Mervyn King warns against deflation. Meanwhile, in the real world…
Inflation, this morning's newspapers tell us, is higher than expected. Expected by whom, for Heaven's sake? Not, surely, by readers of this blog, which has been predicting hefty price rises for over a year. Not to readers of Fraser Nelson or Allister Heath, nor yet to anyone familiar with the works of Murray Rothbard or Ludwig von Mises. Nor, come to that, to anyone who grasps that, when you increase the supply of something, other things being equal, you reduce its price.(...)
Their mistake is not simply academic. The reason that Britain is growing more slowly than its competitors is not that government expenditure is falling – contrary to the impression you might get from the BBC, spending and borrowing are considerably higher today than during the final demented months of Gordon Brown's premiership. No, the reason we're in such a mess is that inflation is inhibiting our recovery.(...)

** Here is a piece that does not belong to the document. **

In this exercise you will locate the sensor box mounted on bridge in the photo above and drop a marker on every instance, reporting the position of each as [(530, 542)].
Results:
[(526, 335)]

Tim Price, an investment manager with an unusual grasp of Austrian economics, summarises the problem beautifully:
If you wanted to perpetuate a depression, suggests Rothbard, the very best way to do it would be to enact the policies the government is pursuing today: prevent widespread liquidation of financial assets by lending money to shaky businesses; deploy as much QE as you can, to ensure that bad banks remain in business like malodorous zombies; inflate further, which prevents a necessary fall in prices; keep wage rates up (thus ensuring permanent mass unemployment); keep prices up (which will create unsaleable surpluses); stimulate consumption and discourage saving — not least, by driving interest rates close to zero.We are doomed. Doomed.